At Penn, Laziri has also made an impact on Gregory College House, where she is a graduate advisor as well as the director of the Maison Francaise residential program, leading two discussions in French each week. Enrolled students receive academic credit, which makes running the program “a considerable responsibility,” Gregory House Dean Christopher Donovan said.

“The feedback from the residents in her hall and the participants in Maison Francaise has been uniformly enthusiastic,” Donovan said in an email. “Students call her ‘a great friend’ and praise her approachability, investment in the community and patience as an instructor.”

Laziri said that she truly considers Gregory a home and thinks of her students as close friends.

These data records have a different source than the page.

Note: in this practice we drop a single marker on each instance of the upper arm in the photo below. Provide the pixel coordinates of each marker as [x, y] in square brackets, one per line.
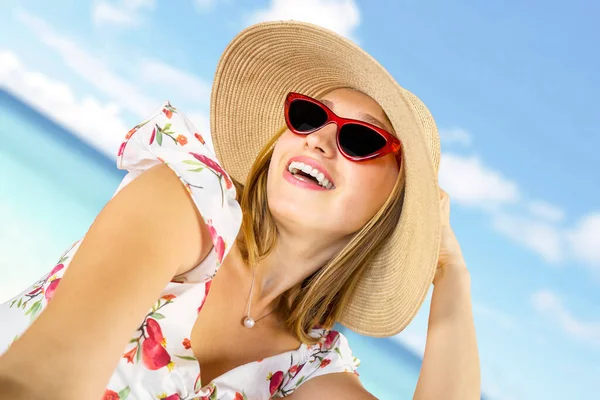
[146, 234]
[333, 386]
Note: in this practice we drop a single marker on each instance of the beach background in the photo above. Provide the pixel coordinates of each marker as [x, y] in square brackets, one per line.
[514, 93]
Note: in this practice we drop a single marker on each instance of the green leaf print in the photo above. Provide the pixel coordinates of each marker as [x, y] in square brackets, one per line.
[34, 310]
[192, 162]
[124, 393]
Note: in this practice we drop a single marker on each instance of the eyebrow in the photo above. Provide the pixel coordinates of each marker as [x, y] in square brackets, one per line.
[366, 117]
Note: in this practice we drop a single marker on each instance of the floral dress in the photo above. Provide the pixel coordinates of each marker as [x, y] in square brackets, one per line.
[158, 362]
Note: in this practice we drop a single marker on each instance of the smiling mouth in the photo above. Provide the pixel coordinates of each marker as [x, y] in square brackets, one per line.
[300, 169]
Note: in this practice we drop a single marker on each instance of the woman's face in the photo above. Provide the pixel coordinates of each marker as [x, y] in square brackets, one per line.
[359, 188]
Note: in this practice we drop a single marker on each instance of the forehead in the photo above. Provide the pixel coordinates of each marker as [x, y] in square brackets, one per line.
[357, 105]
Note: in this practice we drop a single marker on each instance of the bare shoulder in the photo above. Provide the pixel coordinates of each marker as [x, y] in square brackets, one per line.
[158, 200]
[334, 386]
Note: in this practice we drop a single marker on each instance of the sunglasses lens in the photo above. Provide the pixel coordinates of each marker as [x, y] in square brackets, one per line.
[305, 116]
[360, 141]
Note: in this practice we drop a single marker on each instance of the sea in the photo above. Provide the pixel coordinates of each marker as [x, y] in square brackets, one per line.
[52, 185]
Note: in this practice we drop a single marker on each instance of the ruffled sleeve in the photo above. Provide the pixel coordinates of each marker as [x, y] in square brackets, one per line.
[168, 136]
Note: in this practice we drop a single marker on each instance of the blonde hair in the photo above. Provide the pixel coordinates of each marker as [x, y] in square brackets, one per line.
[319, 299]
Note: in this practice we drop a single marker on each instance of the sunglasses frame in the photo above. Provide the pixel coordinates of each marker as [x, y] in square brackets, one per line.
[392, 143]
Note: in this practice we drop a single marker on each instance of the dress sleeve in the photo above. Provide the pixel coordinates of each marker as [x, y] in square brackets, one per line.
[168, 136]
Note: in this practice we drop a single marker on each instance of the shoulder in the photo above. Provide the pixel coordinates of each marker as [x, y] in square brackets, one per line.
[334, 386]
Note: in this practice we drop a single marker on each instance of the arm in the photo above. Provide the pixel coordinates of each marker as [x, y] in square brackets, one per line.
[336, 386]
[146, 234]
[450, 367]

“My students in the French House and the Gregory House are my biggest source of motivation and inspiration,” she said. “I say with a lot of confidence — they are going to do great things.”

Laziri’s ability to forge strong personal connections with others allows her team’s work in Moroccan schools to be so meaningful. One of her most moving memories of working in the villages was watching her teammate — a student who only spoke Japanese and English — sit down with a group of elderly Moroccan women and have a meaningful conversation with them for an hour. Laziri said that remembering this moment, as well as the day she named the baby Hayet, brings tears to her eyes.

“As a person, these are events that marked me,” she said. “If you design these programs in a way where you’re highly respectful of the environment you’re going to, it’s a very beautiful human exchange.”